Five years after Neymar ended his career at Barcelona, the Brazilian striker will be prosecuted in Spain to investigate if he and others committed fraud when he joined the Catalan club from Santos in 2013. Neymar, his father, and former leaders of both Barcelona and Brazilian club Santos face fraud and unfair competition charges in a trial that begins Monday in Barcelona.
They are charged with hiding the real cost of the deal to avoid paying the money that DIS, a private Brazilian firm, claims is due as the owner of 40% of Neymar’s player rights.
The request by DIS is for five years in prison for Sandro Rosell, Josep Bartomeu, and Neymar’s father also named Neymar, who serves as his agent.
All of the defendants have said they did nothing wrong.
The World Cup will begin in Qatar on November 21 and the trial is expected to extend through the end of October. Neymar will be required to attend unless the judge grants him leave to miss a session.
According to the plaintiffs’ lawyers, the actual cost of the deal was closer to 82 million euros ($79.7 million) than the 17 million euros ($16.5 million) that Barcelona and Santos first disclosed as the clubs’ transfer price. The real cost, according to a Spanish investigating judge, was at least 83.3 million euros ($81 million).
According to Paulo M. Nasser, a lawyer for DIS, “Neymar the player, with the complicity of his parents, of Barcelona and its executives at the time, and Santos at a later date, defrauded the legitimate economic interests of DIS, cheating not only the company but also violating the confidence that had been placed in him.”
Rosell is charged by DIS and Spanish state prosecutors with giving Neymar and his family an additional 40 million euros ($38.8 million), of which DIS received nothing, to ensure his transfer to Camp Nou. Nasser equated the payment to a “bribe” that interfered with the free market and decreased the chance of Neymar signing with other teams.
While Neymar was playing for Santos, Real Madrid made a strong effort to sign him, and Madrid president Florentino Pérez is scheduled to be at the trial via video conference.
In addition, Santos is charged with hiding an extra 12 million euros ($11.6 million) that it got from Barcelona in exchange for Neymar, according to DIS, the owner of a chain of supermarkets in the So Paulo region.
Two allegedly fake contracts, one for a match between Barcelona and Santos and the other giving Barcelona first choice over the transfer of additional Santos players, according to DIS, contained extra money that was hidden.
DIS claimed that in 2009 when it paid Neymar’s family 5 million Brazilian reals, which is now the equivalent of 2 million euros ($1.94 million), it had the right to get 40% of any future Neymar transfer.
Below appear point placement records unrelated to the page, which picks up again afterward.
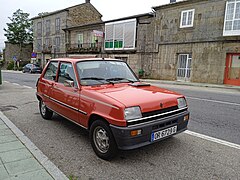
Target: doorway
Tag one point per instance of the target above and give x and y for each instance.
(232, 70)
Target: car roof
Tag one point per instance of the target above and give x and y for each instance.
(85, 59)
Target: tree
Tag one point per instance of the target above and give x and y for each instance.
(19, 31)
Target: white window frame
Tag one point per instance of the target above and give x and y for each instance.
(187, 25)
(231, 32)
(186, 70)
(123, 37)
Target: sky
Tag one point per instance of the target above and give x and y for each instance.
(110, 9)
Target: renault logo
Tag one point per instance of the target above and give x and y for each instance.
(161, 105)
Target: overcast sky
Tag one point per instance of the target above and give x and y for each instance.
(110, 9)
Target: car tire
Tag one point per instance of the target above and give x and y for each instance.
(44, 111)
(102, 140)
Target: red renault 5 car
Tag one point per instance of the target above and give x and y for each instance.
(105, 97)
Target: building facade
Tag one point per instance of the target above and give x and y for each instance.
(192, 41)
(198, 41)
(13, 52)
(50, 41)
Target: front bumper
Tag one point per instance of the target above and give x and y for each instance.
(125, 141)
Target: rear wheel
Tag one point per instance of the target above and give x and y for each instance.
(102, 140)
(44, 111)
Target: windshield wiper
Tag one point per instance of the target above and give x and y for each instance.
(95, 78)
(119, 79)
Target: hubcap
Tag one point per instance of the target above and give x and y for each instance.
(101, 139)
(43, 108)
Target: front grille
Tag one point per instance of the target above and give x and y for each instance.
(168, 123)
(157, 115)
(159, 111)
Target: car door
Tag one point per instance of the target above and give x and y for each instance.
(46, 83)
(65, 92)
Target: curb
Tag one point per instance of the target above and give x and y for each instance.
(191, 84)
(51, 168)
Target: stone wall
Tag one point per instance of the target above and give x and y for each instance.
(14, 50)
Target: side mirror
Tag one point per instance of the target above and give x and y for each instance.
(68, 83)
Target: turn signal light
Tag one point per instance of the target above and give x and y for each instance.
(136, 132)
(186, 118)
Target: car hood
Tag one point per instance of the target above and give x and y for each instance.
(147, 97)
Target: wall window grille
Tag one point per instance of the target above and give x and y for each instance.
(48, 27)
(57, 25)
(184, 67)
(120, 35)
(187, 18)
(39, 29)
(232, 18)
(57, 44)
(39, 45)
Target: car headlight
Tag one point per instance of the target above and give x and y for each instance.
(182, 102)
(132, 113)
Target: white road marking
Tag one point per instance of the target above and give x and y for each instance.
(212, 139)
(16, 84)
(27, 87)
(214, 101)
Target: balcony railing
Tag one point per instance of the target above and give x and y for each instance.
(47, 49)
(84, 48)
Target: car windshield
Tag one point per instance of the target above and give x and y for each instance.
(104, 72)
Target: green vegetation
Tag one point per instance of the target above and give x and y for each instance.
(19, 30)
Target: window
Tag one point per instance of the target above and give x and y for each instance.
(57, 25)
(232, 18)
(39, 29)
(66, 72)
(184, 67)
(187, 18)
(48, 25)
(47, 42)
(39, 45)
(51, 71)
(57, 44)
(80, 40)
(120, 35)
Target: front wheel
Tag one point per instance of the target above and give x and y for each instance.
(44, 111)
(102, 140)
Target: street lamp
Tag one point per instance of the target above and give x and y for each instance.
(41, 14)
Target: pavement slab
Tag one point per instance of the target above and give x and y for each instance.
(15, 155)
(8, 138)
(20, 159)
(8, 146)
(22, 166)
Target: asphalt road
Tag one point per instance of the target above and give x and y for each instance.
(214, 112)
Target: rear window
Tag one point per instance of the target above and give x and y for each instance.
(51, 71)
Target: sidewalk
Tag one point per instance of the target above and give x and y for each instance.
(224, 86)
(20, 158)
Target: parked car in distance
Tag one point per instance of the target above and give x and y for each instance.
(32, 68)
(105, 97)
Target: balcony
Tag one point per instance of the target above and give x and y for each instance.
(47, 49)
(85, 48)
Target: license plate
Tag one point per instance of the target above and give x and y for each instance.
(163, 133)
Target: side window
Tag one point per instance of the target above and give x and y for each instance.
(66, 72)
(51, 71)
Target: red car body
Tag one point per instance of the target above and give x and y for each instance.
(84, 104)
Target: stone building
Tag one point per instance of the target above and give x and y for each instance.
(85, 40)
(197, 41)
(13, 52)
(129, 38)
(50, 40)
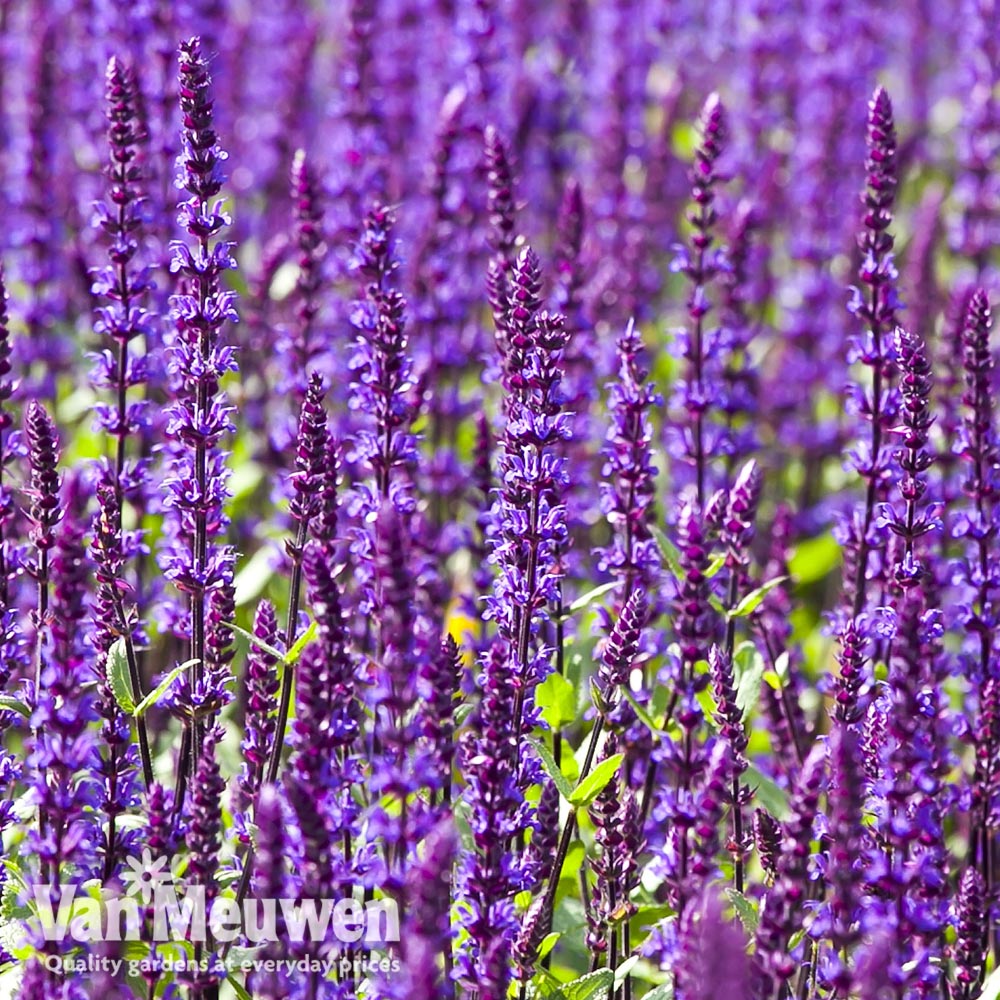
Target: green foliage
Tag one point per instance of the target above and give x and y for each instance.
(119, 678)
(595, 782)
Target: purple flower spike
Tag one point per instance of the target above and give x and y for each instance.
(875, 306)
(622, 646)
(712, 958)
(969, 950)
(700, 389)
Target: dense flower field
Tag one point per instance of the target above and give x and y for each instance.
(499, 500)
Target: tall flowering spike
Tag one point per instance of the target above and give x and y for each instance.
(969, 950)
(8, 386)
(62, 754)
(270, 882)
(914, 458)
(382, 369)
(529, 518)
(261, 682)
(201, 171)
(704, 842)
(767, 838)
(500, 194)
(977, 437)
(307, 345)
(779, 910)
(123, 285)
(545, 834)
(622, 646)
(570, 272)
(693, 622)
(849, 704)
(700, 387)
(978, 571)
(615, 864)
(729, 716)
(712, 958)
(976, 191)
(520, 305)
(205, 818)
(846, 846)
(118, 771)
(311, 454)
(342, 724)
(200, 416)
(45, 511)
(628, 487)
(875, 304)
(438, 685)
(427, 932)
(492, 874)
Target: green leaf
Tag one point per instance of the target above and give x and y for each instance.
(715, 565)
(644, 717)
(769, 795)
(749, 666)
(259, 643)
(118, 677)
(548, 943)
(253, 578)
(670, 552)
(991, 987)
(239, 990)
(745, 909)
(665, 991)
(160, 690)
(752, 601)
(595, 782)
(557, 700)
(586, 986)
(551, 768)
(9, 704)
(587, 599)
(814, 559)
(625, 968)
(295, 653)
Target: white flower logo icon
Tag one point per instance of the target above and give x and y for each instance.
(144, 875)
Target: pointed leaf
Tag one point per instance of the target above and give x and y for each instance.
(11, 704)
(745, 909)
(750, 668)
(587, 986)
(557, 700)
(551, 768)
(753, 600)
(670, 552)
(595, 782)
(587, 599)
(160, 690)
(118, 677)
(644, 717)
(295, 653)
(259, 643)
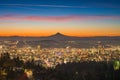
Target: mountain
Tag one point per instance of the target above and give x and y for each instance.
(59, 36)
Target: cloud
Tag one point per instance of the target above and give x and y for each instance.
(56, 18)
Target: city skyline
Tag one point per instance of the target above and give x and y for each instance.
(73, 18)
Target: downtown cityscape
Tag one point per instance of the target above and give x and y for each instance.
(59, 40)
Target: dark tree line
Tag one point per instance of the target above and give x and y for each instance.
(14, 69)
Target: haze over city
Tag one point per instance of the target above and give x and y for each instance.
(73, 17)
(59, 39)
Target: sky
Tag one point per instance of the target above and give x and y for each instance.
(70, 17)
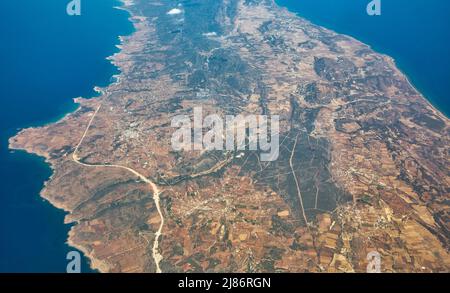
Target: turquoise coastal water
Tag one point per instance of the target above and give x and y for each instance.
(47, 58)
(416, 33)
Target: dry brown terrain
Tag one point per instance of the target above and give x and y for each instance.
(363, 165)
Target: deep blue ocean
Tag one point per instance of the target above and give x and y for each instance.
(416, 33)
(47, 58)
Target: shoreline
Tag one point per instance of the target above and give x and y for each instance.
(95, 265)
(396, 65)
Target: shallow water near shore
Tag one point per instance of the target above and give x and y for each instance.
(47, 59)
(414, 32)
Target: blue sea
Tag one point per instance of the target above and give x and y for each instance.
(416, 33)
(47, 58)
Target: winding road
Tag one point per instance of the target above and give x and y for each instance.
(157, 257)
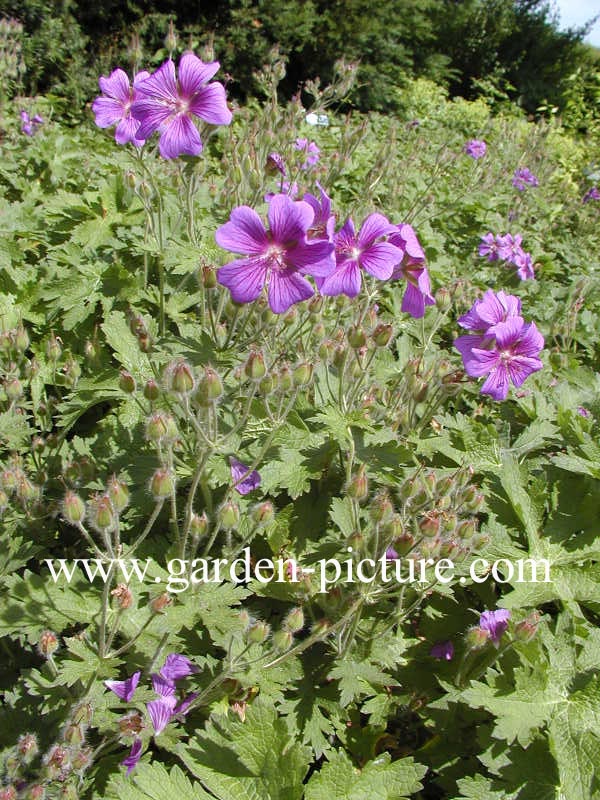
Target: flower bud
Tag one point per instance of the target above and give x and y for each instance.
(263, 513)
(126, 382)
(179, 377)
(162, 484)
(255, 367)
(476, 638)
(101, 513)
(429, 525)
(210, 387)
(443, 300)
(123, 596)
(382, 334)
(357, 337)
(118, 493)
(294, 621)
(229, 515)
(302, 374)
(53, 348)
(527, 628)
(73, 508)
(283, 640)
(48, 644)
(358, 487)
(258, 633)
(151, 390)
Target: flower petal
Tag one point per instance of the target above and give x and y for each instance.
(244, 233)
(244, 278)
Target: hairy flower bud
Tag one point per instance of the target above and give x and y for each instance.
(162, 484)
(255, 367)
(118, 492)
(229, 515)
(47, 644)
(73, 508)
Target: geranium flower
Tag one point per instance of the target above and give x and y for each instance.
(476, 148)
(114, 106)
(510, 355)
(242, 484)
(495, 623)
(366, 250)
(412, 267)
(124, 689)
(523, 177)
(277, 258)
(168, 102)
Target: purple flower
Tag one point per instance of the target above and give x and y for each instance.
(29, 126)
(311, 150)
(114, 106)
(523, 177)
(161, 712)
(168, 103)
(176, 667)
(244, 482)
(442, 650)
(278, 257)
(413, 269)
(495, 623)
(510, 355)
(134, 756)
(366, 250)
(124, 689)
(323, 224)
(476, 148)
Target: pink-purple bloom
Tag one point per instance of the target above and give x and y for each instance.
(476, 148)
(413, 269)
(113, 107)
(310, 150)
(278, 257)
(495, 623)
(368, 249)
(243, 480)
(524, 177)
(592, 194)
(442, 650)
(124, 689)
(167, 102)
(134, 756)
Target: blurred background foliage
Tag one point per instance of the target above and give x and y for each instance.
(506, 51)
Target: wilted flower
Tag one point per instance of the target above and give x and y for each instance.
(476, 148)
(495, 623)
(168, 102)
(124, 689)
(523, 177)
(413, 269)
(442, 650)
(310, 149)
(366, 250)
(134, 756)
(114, 106)
(244, 481)
(278, 257)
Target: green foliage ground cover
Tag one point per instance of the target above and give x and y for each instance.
(300, 693)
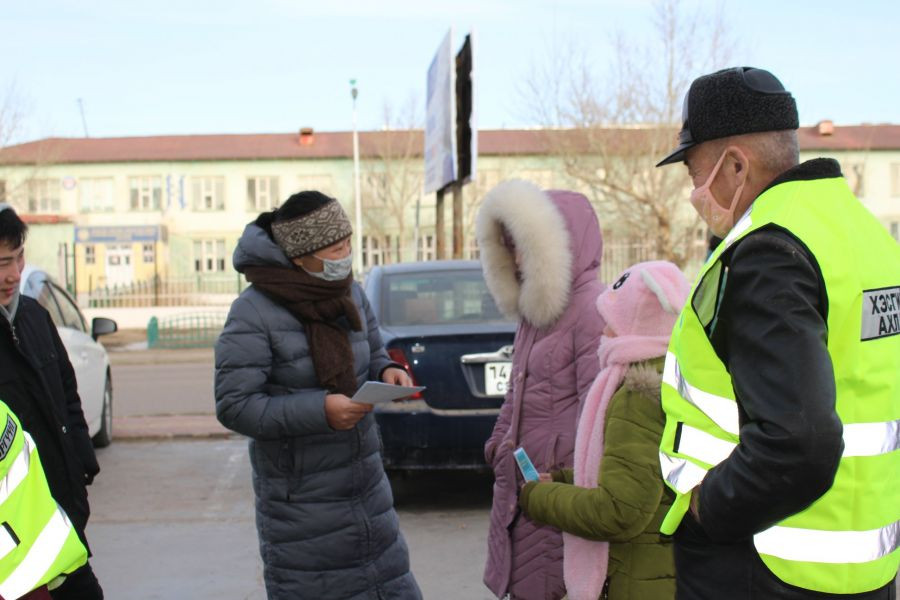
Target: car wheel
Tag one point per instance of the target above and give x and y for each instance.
(104, 436)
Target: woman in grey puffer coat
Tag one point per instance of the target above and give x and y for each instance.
(296, 344)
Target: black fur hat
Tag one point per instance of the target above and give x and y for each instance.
(730, 102)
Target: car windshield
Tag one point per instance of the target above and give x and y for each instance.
(439, 297)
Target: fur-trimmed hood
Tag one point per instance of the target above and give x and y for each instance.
(558, 237)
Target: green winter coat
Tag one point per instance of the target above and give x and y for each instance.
(630, 500)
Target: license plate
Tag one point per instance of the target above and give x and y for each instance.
(496, 378)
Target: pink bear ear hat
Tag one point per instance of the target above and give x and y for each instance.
(640, 309)
(645, 300)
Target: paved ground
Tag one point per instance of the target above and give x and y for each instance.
(174, 519)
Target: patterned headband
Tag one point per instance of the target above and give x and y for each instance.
(313, 231)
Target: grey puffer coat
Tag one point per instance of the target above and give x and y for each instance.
(324, 510)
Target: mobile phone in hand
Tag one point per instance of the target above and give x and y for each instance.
(525, 465)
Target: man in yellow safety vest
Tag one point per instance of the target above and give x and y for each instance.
(782, 380)
(38, 543)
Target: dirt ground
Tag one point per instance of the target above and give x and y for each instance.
(123, 337)
(124, 349)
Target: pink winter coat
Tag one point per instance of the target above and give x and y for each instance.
(554, 363)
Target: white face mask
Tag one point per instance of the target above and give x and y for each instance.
(720, 220)
(334, 270)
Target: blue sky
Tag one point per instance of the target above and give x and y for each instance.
(204, 66)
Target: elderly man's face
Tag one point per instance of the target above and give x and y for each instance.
(12, 262)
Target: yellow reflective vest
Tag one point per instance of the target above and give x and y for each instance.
(847, 541)
(37, 541)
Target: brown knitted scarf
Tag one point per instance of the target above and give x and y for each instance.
(319, 306)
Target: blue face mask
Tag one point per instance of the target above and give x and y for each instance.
(334, 270)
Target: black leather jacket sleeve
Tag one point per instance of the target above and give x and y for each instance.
(771, 333)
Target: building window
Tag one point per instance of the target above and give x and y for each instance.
(43, 196)
(209, 256)
(319, 183)
(96, 194)
(262, 193)
(373, 252)
(427, 248)
(209, 193)
(146, 193)
(855, 175)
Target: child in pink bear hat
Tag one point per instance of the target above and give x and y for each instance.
(611, 504)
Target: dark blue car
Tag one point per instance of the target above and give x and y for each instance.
(440, 322)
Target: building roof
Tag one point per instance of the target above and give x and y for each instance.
(339, 144)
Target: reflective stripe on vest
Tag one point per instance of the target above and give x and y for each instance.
(848, 540)
(722, 411)
(38, 542)
(40, 557)
(815, 545)
(18, 470)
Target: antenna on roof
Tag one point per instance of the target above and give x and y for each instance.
(83, 120)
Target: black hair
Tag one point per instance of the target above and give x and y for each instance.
(13, 230)
(299, 204)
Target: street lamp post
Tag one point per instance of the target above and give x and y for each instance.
(358, 254)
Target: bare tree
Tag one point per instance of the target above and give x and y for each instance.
(392, 175)
(20, 165)
(610, 125)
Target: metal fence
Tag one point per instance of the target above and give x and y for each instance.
(223, 289)
(188, 330)
(187, 291)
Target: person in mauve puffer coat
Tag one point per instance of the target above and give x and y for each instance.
(541, 253)
(610, 506)
(297, 343)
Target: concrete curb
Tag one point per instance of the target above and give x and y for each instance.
(168, 427)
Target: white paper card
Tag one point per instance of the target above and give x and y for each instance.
(374, 392)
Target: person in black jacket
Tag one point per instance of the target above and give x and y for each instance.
(38, 383)
(738, 140)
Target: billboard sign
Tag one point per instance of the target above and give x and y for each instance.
(440, 119)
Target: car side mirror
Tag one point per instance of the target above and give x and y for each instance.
(102, 326)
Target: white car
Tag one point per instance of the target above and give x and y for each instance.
(87, 355)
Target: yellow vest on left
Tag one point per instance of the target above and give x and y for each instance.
(38, 543)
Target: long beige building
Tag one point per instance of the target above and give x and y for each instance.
(110, 212)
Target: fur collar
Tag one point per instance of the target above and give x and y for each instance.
(644, 378)
(540, 233)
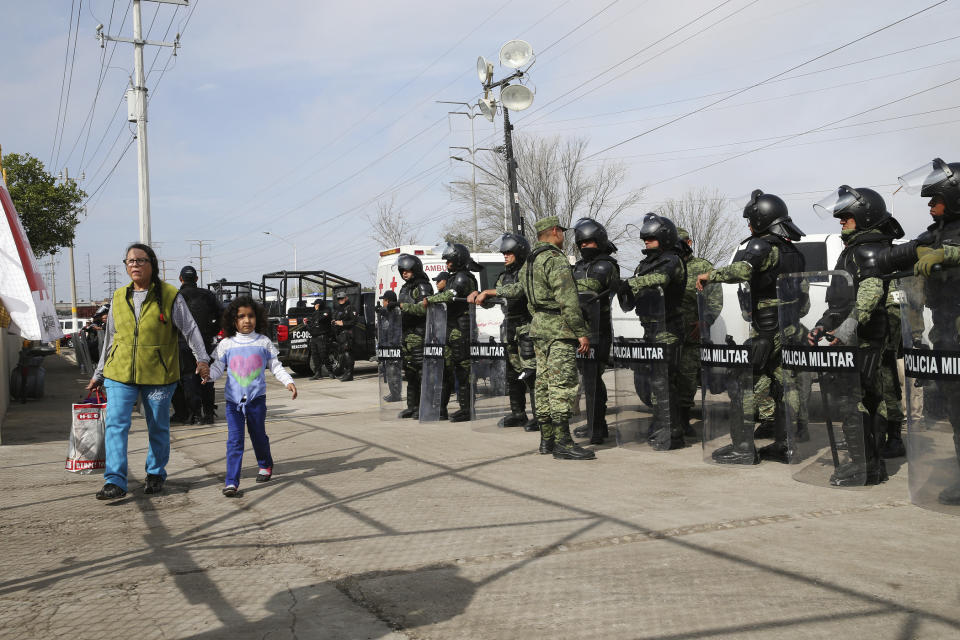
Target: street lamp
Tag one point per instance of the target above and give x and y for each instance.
(515, 54)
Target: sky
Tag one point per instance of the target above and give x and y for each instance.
(282, 125)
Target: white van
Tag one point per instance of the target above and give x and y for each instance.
(69, 327)
(388, 278)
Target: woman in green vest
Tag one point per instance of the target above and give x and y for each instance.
(140, 358)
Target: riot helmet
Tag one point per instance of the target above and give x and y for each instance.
(936, 178)
(685, 250)
(660, 229)
(864, 205)
(589, 229)
(457, 255)
(516, 244)
(407, 262)
(768, 213)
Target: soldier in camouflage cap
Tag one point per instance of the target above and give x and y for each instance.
(559, 332)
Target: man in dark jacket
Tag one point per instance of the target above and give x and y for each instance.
(345, 318)
(195, 403)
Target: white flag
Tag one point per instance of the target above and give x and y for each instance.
(21, 287)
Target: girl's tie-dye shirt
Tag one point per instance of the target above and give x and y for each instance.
(245, 359)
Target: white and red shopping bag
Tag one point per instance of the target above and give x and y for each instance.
(86, 452)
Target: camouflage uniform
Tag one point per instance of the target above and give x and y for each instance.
(413, 318)
(890, 377)
(667, 271)
(456, 353)
(689, 375)
(547, 282)
(763, 259)
(867, 315)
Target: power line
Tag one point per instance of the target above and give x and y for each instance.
(808, 131)
(647, 60)
(63, 82)
(720, 93)
(777, 75)
(110, 174)
(636, 53)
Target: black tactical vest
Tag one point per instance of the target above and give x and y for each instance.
(604, 270)
(840, 299)
(515, 310)
(412, 292)
(942, 288)
(763, 284)
(667, 262)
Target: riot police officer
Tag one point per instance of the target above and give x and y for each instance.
(598, 277)
(416, 287)
(663, 267)
(515, 249)
(938, 245)
(345, 318)
(689, 375)
(320, 326)
(868, 230)
(768, 253)
(460, 285)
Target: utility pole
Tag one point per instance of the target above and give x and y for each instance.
(89, 281)
(111, 275)
(53, 280)
(514, 196)
(73, 271)
(137, 104)
(200, 244)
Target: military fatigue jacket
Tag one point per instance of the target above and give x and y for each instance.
(546, 279)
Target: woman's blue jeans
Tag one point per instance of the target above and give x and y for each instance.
(155, 404)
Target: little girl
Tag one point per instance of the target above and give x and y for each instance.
(245, 354)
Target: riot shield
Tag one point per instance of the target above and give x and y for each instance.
(727, 348)
(588, 411)
(434, 340)
(488, 364)
(826, 447)
(389, 363)
(929, 311)
(641, 372)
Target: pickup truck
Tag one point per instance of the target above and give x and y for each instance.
(290, 307)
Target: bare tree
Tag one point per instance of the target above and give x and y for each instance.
(706, 215)
(389, 226)
(553, 179)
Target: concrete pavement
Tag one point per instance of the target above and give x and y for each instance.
(394, 529)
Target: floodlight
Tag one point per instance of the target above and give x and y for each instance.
(484, 70)
(516, 97)
(488, 108)
(515, 54)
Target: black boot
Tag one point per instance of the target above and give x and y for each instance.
(893, 443)
(600, 432)
(518, 414)
(764, 430)
(463, 399)
(853, 473)
(565, 448)
(547, 441)
(779, 451)
(688, 430)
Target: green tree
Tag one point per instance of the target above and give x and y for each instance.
(48, 211)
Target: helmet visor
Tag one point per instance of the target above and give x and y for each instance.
(928, 174)
(836, 201)
(504, 244)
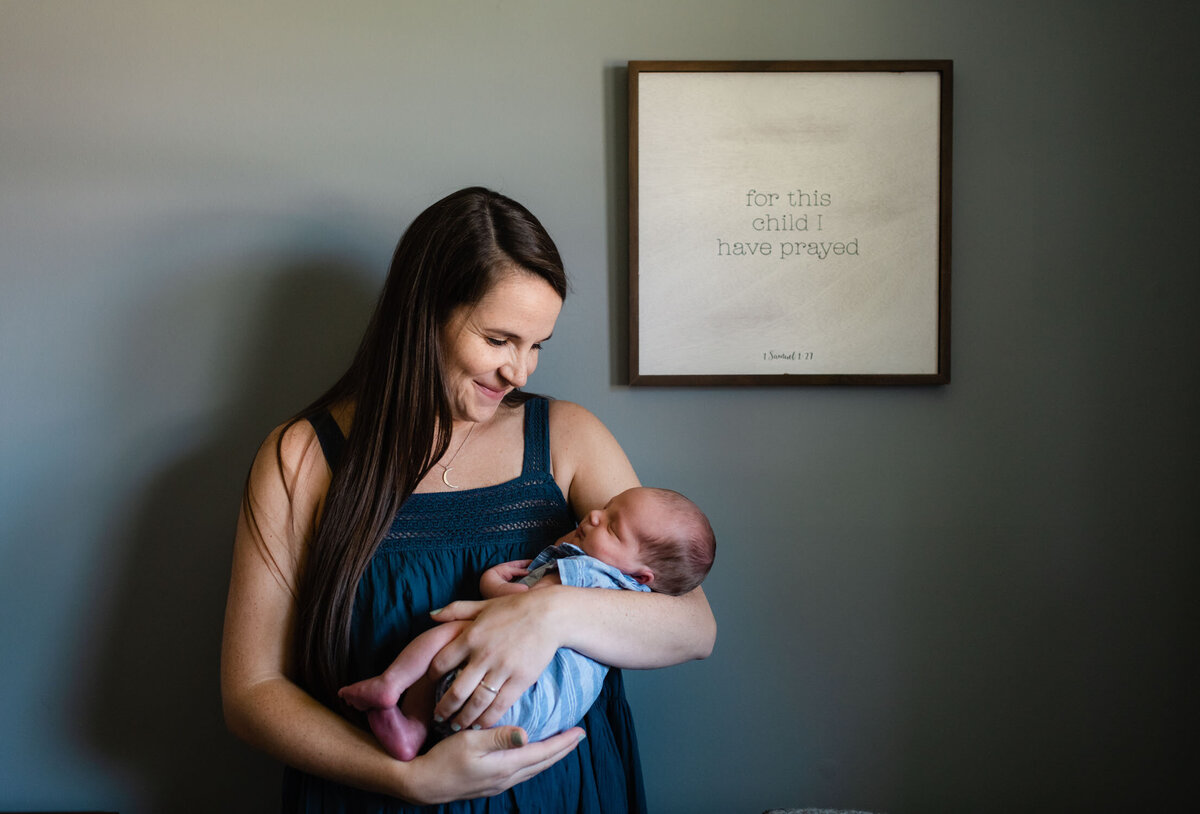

The day before Neymar made his debut with Santos’ main team, according to Nasser, the Neymar family and the Delcir and Idi Sonda brothers, who run DIS, signed that contract.
Additionally, Nasser is the representative of a Brazilian players’ association, which raised the 0.8% of transfers required to support a fund for current and former players. Since, in their opinion, the majority of the alleged irregularities took place in the European country, Nasser claimed that DIS was pursuing justice in Spain rather than Brazil.
Neymar is being sought after by state prosecutors for a two-year jail sentence as well as a fine of 10 million euros ($9.7 million). Similar to the case in the tax fraud case against Lionel Messi, Neymar’s former Barcelona teammate and his father, sentences of less than two years for first offenses can be suspended in Spain.
Prosecutors are seeking the same 10 million euro fine and five years in jail for Rosell. Odilio Rodrigues, the previous leader of Santos, is expected to serve three years in prison. The prosecution is not investigating Bartomeu, who took over as president of Barcelona when Rosell resigned as the Neymar deal came under heightened scrutiny.
The 30-year-old Neymar and his father are being sought after by DIS lawyers for five-year prison sentences. DIS wants five years in jail for Rosell and Bartomeu. Additionally, DIS is requesting that the defendants pay the Spanish government fine of 195 million euros ($189.5 million) and compensation in the amount of 34 million euros ($33 million).
At the age of 21, Neymar made his much-awaited transfer to Spain to great fanfare. While Neymar thrilled fans with outrageous goals and helped in the club’s final Champions League victory, he also became a constant source of frustration for the team, notably the soap opera departure to Paris Saint-Germain in 2017 that Bartomeu did his best to stop.
Barcelona also had issues with the Spanish tax authority when Neymar left Santos. To settle a separate case brought by authorities in 2016, Barcelona paid a fine of 5.5 million Euros. The club acknowledged that it had “an error in the fiscal planning of the player’s transfer” as part of that settlement.